In realtà, secondo il Rapporto 2016 “Io sono cultura – l’Italia della qualità e della bellezza sfida la crisi” elaborato da Fondazione Symbola e Unioncamere, il sistema produttivo creativo e culturale italiano rappresenta nel 2015 il 6,1% della ricchezza complessiva del paese, pari a 89.725,2 milioni di euro. Anche a livello occupazionale il settore registra, sul totale della forza lavoro nel 2015, una quota di 6,1%, contando 1, 4919 milioni di occupati.
Se comparato all’economia complessiva del paese, che presenta valori di -0.1% per quanto riguarda il valore aggiunto e -1.5% sull’occupazione, il settore culturale e creativo risulta in crescita. Rispetto al 2011, infatti, è stato rilevato un incremento di 3600 di occupati (+0.2%) e di 538 milioni di euro sul valore aggiunto (+0.6%).
Un dato sull’occupazione di notevole interesse appare nel primo studio sull’Industria della Cultura e della Creatività in Italia pubblicato nel 2016 da EY (Ernst & Young) “Italia Creativa”. E’ emerso infatti che l’industria culturale e creativa si colloca in Italia al terzo posto in termini di numero di occupati sull’economia nazionale, preceduta soltanto dal settore delle costruzioni e da quello dell’industria alberghiera e ristorativa. Inoltre nel 2014, ulteriore elemento in controtendenza, ben il 41% degli occupati nell’Industria della Cultura e della Creatività ha un’età compresa tra i 15 e i 39 anni (a fronte di un valore medio nazionale pari a 37%).
Un pensiero comune è quello secondo il quale l’unico veicolo tramite il quale la cultura possa produrre ricchezza sia il turismo. Questo può portare a concentrare le risorse disponibili esclusivamente intorno a strategie di potenziamento della fruizione di monumenti storici e musei, nonché di attrazione di flussi turistici, rischiando di dar luogo ad economie a basso grado di qualificazione con risultati solo nel breve periodo. Il turismo, pur essendo il principale beneficiario dello spillover culturale, non rientra in realtà nella classificazione dei settori appartenenti al sistema produttivo culturale e creativo, pertanto non ne viene tenuto conto nelle stime sopra descritte. Viene tuttavia considerato come un settore complementare a quello della cultura, che attiva il 37,5% della spesa turistica complessiva in Italia (Symbola, Unioncamere 2016).
Quando si parla di cultura, soprattutto in Italia, la si identifica inoltre spesso con il solo patrimonio storico-artistico. Quello che invece è importante sottolineare è che il sistema produttivo culturale e creativo è molto più ampio e che uno dei suoi elementi caratterizzanti è proprio la creatività. Quello del patrimonio storico-artistico è solo uno dei suoi settori costituenti che, per altro, si posiziona ad una delle ultime postazioni in termini di valore aggiunto ed occupazione.

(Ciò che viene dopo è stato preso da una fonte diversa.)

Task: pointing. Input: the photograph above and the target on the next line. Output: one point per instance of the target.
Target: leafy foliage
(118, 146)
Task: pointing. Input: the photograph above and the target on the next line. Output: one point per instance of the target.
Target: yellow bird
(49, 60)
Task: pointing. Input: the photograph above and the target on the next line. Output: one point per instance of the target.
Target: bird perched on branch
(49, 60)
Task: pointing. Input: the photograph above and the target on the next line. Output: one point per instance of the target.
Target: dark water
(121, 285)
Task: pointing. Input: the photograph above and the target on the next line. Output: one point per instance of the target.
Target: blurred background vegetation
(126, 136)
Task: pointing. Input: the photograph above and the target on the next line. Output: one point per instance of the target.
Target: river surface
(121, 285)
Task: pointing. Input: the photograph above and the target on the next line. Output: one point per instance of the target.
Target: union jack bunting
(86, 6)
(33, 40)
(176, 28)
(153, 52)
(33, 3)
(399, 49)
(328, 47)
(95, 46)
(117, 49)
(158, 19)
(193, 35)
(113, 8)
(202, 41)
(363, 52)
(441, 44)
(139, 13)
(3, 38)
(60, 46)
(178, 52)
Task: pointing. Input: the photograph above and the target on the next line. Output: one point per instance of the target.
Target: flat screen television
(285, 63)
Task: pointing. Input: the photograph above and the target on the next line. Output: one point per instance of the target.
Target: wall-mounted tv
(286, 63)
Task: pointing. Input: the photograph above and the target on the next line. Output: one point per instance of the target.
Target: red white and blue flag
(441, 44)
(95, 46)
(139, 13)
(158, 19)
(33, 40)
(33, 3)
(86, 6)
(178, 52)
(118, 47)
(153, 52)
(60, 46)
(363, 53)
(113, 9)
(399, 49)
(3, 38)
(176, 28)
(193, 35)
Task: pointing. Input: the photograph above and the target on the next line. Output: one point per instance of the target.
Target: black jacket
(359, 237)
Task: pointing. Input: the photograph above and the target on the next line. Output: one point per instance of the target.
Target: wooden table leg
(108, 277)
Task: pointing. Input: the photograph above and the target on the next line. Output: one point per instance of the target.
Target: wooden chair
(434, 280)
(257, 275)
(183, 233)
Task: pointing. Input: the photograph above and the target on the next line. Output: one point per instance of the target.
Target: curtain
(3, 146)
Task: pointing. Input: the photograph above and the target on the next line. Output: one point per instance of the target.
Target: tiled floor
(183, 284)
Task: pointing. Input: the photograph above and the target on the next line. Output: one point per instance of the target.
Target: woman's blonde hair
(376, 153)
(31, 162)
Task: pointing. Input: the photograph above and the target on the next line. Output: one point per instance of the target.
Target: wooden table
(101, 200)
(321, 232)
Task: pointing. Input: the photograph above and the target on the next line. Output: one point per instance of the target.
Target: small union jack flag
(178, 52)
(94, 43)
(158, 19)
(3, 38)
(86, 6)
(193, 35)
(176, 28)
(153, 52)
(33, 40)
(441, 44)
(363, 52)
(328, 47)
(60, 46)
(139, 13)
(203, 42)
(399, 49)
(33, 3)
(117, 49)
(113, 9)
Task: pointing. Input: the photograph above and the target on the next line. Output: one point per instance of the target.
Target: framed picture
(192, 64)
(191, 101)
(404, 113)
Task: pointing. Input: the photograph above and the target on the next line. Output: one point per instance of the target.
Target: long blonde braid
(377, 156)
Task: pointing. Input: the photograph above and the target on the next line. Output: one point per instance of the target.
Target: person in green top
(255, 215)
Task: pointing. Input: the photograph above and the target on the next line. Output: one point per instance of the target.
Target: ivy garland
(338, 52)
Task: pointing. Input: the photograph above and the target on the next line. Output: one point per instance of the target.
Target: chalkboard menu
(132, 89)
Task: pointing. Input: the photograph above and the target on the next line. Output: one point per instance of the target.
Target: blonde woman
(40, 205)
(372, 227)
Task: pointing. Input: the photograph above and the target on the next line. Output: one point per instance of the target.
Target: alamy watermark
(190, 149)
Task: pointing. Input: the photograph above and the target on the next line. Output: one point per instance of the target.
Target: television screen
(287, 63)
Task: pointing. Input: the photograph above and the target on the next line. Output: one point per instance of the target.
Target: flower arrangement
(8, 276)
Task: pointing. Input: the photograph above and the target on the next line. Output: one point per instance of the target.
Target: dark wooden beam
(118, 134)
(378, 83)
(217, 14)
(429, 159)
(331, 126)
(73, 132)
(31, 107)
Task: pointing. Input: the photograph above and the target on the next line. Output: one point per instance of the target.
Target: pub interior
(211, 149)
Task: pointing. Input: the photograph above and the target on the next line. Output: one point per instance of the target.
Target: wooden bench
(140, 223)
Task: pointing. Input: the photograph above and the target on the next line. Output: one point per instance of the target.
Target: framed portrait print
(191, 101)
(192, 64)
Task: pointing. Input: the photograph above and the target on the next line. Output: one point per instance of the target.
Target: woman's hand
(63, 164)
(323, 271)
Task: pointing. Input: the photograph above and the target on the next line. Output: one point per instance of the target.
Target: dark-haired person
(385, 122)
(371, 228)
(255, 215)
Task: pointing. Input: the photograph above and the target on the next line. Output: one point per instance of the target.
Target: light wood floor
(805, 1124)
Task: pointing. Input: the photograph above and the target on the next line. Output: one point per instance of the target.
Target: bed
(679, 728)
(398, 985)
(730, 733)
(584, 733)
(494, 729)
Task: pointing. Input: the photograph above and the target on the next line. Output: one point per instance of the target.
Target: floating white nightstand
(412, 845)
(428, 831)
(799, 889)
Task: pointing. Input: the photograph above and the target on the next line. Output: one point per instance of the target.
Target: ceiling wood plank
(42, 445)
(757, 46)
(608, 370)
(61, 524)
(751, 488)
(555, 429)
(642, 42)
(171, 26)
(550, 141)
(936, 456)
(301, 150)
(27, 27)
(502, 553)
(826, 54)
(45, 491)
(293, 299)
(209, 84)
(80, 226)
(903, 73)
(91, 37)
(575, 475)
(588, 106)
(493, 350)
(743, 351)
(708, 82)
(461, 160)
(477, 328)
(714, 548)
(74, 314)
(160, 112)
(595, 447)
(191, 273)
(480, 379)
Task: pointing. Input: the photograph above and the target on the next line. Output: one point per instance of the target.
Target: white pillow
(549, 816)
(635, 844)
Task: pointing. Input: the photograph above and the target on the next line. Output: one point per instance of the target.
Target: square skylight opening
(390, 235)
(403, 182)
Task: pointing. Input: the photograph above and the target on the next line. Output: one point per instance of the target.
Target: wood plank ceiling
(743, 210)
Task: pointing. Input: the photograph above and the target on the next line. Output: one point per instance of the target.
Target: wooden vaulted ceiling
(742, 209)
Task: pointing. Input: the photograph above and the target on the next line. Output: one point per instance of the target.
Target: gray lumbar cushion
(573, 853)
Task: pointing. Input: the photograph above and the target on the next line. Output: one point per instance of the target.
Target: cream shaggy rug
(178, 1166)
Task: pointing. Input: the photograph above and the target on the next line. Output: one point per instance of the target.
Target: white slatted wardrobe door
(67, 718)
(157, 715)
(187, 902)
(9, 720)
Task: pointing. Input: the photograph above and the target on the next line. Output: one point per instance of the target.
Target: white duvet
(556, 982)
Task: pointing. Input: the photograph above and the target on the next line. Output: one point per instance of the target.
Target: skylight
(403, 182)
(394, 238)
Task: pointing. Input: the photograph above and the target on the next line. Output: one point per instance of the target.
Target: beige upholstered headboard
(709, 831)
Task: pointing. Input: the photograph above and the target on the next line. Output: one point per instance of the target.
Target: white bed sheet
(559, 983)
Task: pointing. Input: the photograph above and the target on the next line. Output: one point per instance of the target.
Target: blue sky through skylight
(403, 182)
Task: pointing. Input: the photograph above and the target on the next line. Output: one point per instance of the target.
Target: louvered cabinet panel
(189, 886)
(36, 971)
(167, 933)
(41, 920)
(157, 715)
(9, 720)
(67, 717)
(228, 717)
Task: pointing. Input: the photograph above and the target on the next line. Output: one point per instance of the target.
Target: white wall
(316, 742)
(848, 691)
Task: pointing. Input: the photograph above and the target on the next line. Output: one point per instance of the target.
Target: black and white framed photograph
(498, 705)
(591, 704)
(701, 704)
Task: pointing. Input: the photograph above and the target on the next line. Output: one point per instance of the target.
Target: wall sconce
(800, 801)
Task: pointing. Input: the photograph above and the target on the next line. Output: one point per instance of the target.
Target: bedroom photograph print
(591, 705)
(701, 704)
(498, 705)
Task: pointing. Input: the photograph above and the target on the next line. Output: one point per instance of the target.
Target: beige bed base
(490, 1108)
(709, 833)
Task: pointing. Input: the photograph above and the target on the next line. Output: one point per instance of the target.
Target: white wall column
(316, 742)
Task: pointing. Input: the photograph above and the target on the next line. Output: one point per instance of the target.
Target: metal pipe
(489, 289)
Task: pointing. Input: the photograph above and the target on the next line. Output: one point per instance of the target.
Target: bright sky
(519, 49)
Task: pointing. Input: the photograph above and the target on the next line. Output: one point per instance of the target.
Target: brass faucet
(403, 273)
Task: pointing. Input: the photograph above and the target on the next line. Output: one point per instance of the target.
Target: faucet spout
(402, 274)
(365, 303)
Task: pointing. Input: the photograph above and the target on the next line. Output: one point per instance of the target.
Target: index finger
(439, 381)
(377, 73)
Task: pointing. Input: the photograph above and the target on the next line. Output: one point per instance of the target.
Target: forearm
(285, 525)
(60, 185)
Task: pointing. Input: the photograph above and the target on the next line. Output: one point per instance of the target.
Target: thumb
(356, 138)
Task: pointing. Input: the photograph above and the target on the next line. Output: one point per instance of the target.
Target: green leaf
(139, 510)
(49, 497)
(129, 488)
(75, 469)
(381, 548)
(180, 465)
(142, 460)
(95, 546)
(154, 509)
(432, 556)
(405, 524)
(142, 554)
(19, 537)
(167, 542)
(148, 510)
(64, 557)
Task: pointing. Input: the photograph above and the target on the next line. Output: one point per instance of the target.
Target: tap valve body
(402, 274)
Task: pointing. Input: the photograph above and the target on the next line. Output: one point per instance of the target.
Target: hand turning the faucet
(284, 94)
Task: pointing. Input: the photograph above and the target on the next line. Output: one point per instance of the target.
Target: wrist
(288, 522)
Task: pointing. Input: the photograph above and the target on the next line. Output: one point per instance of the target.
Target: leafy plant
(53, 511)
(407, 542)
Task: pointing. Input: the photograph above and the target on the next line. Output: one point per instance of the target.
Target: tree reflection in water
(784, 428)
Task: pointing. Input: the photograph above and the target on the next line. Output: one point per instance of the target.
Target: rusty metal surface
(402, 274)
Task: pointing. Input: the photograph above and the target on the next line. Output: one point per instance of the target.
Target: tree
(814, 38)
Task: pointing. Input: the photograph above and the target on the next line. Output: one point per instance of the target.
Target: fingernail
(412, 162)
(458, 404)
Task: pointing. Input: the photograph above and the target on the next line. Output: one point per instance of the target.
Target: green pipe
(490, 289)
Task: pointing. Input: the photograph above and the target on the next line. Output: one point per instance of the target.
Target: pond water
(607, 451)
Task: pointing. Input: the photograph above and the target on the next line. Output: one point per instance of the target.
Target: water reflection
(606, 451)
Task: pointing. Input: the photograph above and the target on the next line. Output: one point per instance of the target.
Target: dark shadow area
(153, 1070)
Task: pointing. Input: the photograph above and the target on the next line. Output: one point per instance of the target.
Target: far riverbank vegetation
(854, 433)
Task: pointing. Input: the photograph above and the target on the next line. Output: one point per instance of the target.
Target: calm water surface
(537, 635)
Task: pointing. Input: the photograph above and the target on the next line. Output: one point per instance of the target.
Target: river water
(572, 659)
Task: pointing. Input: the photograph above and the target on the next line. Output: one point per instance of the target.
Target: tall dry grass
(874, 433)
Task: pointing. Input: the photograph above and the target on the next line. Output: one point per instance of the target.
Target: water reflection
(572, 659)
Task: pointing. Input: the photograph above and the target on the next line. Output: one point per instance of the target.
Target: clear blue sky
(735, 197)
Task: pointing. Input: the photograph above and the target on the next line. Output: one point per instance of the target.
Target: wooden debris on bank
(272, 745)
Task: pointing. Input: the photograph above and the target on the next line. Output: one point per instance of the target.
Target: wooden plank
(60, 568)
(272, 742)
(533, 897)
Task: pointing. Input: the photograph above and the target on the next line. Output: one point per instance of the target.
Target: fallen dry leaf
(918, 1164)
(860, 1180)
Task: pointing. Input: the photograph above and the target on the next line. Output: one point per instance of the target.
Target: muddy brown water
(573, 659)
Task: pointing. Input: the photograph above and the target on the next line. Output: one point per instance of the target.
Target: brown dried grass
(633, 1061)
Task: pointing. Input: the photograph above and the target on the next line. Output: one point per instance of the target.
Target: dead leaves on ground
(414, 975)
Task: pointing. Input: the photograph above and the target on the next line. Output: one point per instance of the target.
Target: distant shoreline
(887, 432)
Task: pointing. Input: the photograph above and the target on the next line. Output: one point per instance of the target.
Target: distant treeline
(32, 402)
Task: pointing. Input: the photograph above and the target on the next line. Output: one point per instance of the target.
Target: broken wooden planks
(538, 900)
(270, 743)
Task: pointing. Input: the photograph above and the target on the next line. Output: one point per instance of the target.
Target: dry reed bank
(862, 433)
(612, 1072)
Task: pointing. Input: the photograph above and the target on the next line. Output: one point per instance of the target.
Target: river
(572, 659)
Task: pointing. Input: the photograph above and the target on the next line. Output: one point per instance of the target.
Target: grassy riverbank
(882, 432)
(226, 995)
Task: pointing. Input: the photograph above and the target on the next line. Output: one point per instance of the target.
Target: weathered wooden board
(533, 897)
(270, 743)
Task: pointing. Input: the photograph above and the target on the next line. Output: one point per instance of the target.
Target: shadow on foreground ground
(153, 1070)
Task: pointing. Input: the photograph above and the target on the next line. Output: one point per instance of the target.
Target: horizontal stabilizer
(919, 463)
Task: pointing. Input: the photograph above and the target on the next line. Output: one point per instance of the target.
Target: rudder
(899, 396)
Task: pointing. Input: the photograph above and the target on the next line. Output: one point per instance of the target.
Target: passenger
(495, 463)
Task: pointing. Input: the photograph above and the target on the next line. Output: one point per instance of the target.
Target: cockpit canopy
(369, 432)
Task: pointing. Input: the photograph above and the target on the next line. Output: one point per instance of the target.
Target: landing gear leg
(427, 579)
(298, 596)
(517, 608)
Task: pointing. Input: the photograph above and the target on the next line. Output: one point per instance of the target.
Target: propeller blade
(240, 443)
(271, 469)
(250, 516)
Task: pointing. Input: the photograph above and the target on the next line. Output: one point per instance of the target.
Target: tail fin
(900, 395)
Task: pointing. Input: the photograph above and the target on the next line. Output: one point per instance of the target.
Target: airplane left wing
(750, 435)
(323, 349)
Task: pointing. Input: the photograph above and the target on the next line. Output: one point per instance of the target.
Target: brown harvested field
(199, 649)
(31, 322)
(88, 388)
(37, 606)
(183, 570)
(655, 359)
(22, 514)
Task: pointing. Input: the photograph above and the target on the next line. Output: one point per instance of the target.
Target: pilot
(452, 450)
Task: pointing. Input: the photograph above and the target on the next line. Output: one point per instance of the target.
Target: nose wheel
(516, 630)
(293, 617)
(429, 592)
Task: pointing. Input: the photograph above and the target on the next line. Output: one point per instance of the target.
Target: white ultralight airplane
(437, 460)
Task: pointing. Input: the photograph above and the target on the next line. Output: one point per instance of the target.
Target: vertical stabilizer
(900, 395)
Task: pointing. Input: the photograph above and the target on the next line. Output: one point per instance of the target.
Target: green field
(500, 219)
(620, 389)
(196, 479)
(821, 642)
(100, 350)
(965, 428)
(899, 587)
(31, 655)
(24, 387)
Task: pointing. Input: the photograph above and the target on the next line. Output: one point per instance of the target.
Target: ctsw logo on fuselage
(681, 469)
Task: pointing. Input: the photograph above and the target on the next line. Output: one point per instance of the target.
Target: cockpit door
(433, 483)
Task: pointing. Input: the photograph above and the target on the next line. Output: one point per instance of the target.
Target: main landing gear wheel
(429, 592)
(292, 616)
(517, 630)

Performing arts e arti visive, Industrie creative e Industrie culturali sono gli altri settori che vanno a formare il così detto core delle attività culturali. Ad essi si aggiunge quello del Creative Driven, che, da solo, rappresenta il 38,2 % del valore aggiunto e il 38,7% degli occupati del sistema produttivo culturale e creativo.
Alla luce di questi dati, non resta che prendere in prestito le parole di uno dei maggiori rappresentanti della cultura italiana, Umberto Eco: “Con la cultura si mangia, non si mangia con l’anoressia culturale”.